S/he/it Happens, Etcetera Theatre – Review

Sheit Happens Show Image (credit Amber Beardow)When broaching the subject of transgender dysphoria and gender identity, it’s possible that not everyone will understand what this entails – either intellectually or from an emotional perspective. However, performer Miranda Porter has found a novel way around this conundrum. Utilising slapstick and physical theatre, Porter wordlessly and succinctly conveys the disparity between mind and body.

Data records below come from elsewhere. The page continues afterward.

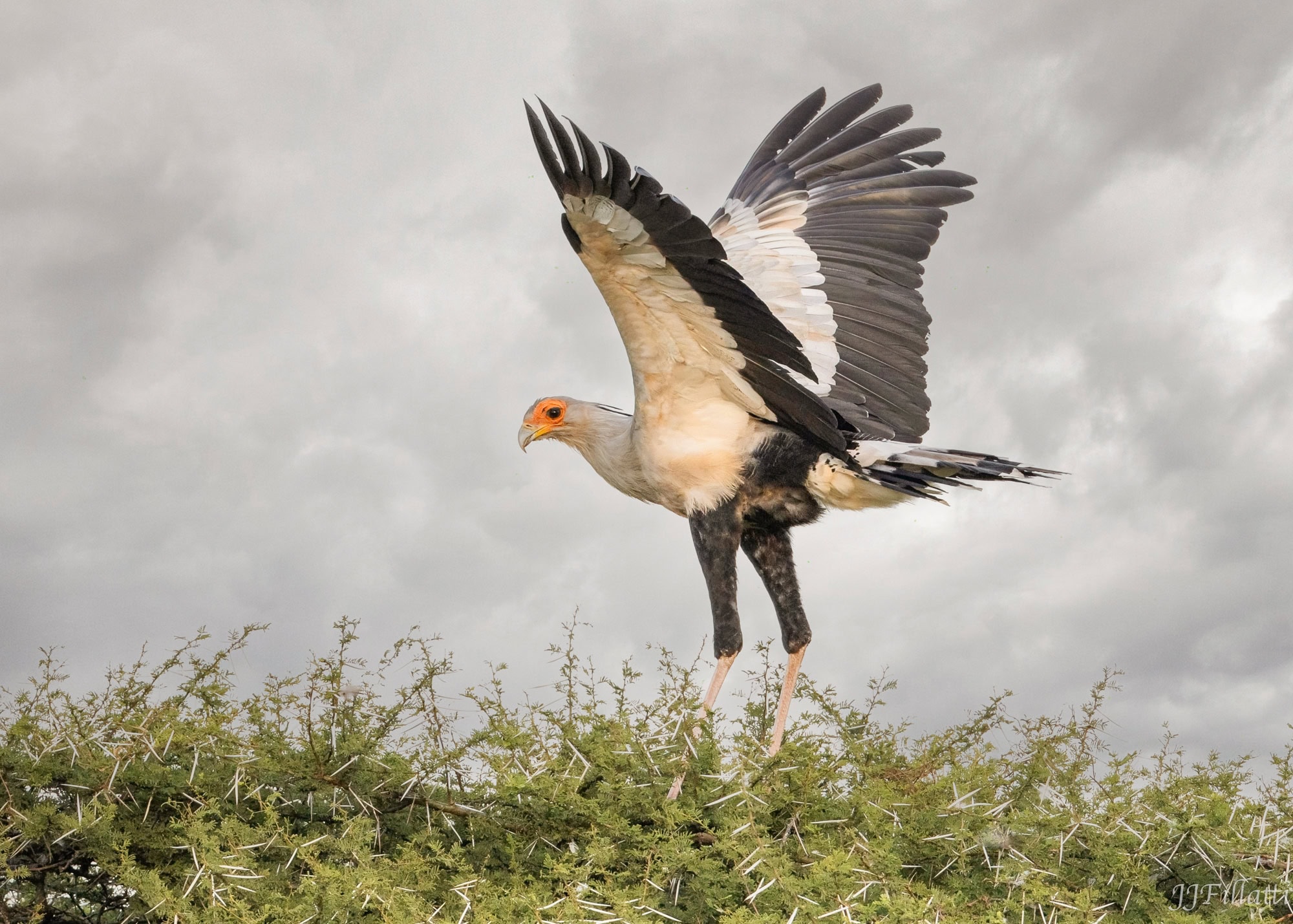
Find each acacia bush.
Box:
[0,620,1293,924]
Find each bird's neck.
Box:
[564,407,659,504]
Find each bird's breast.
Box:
[634,397,765,517]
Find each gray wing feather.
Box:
[715,84,975,442]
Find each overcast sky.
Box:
[0,0,1293,755]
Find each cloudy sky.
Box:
[0,0,1293,755]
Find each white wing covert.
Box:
[525,101,847,454]
[710,84,975,442]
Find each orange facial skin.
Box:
[517,397,566,449]
[530,397,565,429]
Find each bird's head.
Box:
[516,397,583,449]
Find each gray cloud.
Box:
[0,3,1293,753]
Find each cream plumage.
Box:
[518,85,1058,776]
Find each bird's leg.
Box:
[768,645,808,757]
[741,530,812,757]
[668,501,741,799]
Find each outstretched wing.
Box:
[525,102,844,451]
[710,84,975,442]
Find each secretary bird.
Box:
[517,84,1060,776]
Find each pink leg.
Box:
[768,645,808,757]
[667,652,740,801]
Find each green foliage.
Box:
[0,620,1293,924]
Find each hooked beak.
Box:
[516,423,552,451]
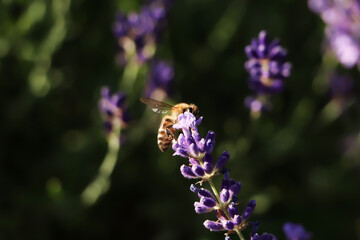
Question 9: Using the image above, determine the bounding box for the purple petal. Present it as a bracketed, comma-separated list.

When the show begins, Porter enters the ‘office’, dressed in standard ‘male’ attire – a suit with accompanying shirt and tie. As the show progresses, Porter starts to rearrange things around the office to a personal preference: paper, pens – even the time of the clock. It is the unveiling of a torso image, however, that everything falls into place. A photo that wouldn’t look amiss in a men’s fitness magazine, the ‘headless’ torso with pronounced abdominal muscles in a pair of boxer shorts stands there with ‘attitude’. While it’s obvious from the off that ‘Porter’ likes the photo, we realise very quickly that this isn’t a visual, hetero response to the image. ‘Porter’ wants to BE this person… with a ‘flat’ chest.

While Porter adorns short-ish hair, there’s no getting around the fact that secondary female sex characteristics (ie breasts) are present. What can be done to reach the ‘ideal’ body image of the advert?

Sheit Happens Photo (credit Alice Leclerc)
Miranda Porter / © Alice Leclerc

Much of the second half of the show involves Porter’s inventive approach to look like the hanging picture, ranging from the ridiculous to the sublime. However, while I was watching the show, I also observed how the women in the audience really responded to this. As well as being an intimate part of their lives, breasts can also be ‘a thing apart’ for women, who every day debate whether how and should they be hidden from sight – sometimes successfully, sometimes not. The women in the audience really empathised with Porter’s predicament, though the more ‘extreme’ measures later induced a response akin to men’s reactions with trouser zips.

Because of the natutre of S/he/it Happens, it works on many different levels and in some ways the audience will bring ‘their own baggage’ to how it’s interpreted. One can see parallels with the quest to look ‘beach ready’, as adverts often tell us. However, in terms of the show’s conception, it owes its inspiration as a reversal of Pedro Almodóvar The Skin I Live In – only the ‘subject’ in question is in control of their metamorphosis.

© Michael Davis 2018

four-stars

S/he/it Happens runs at Etcetera Theatre until 3rd August.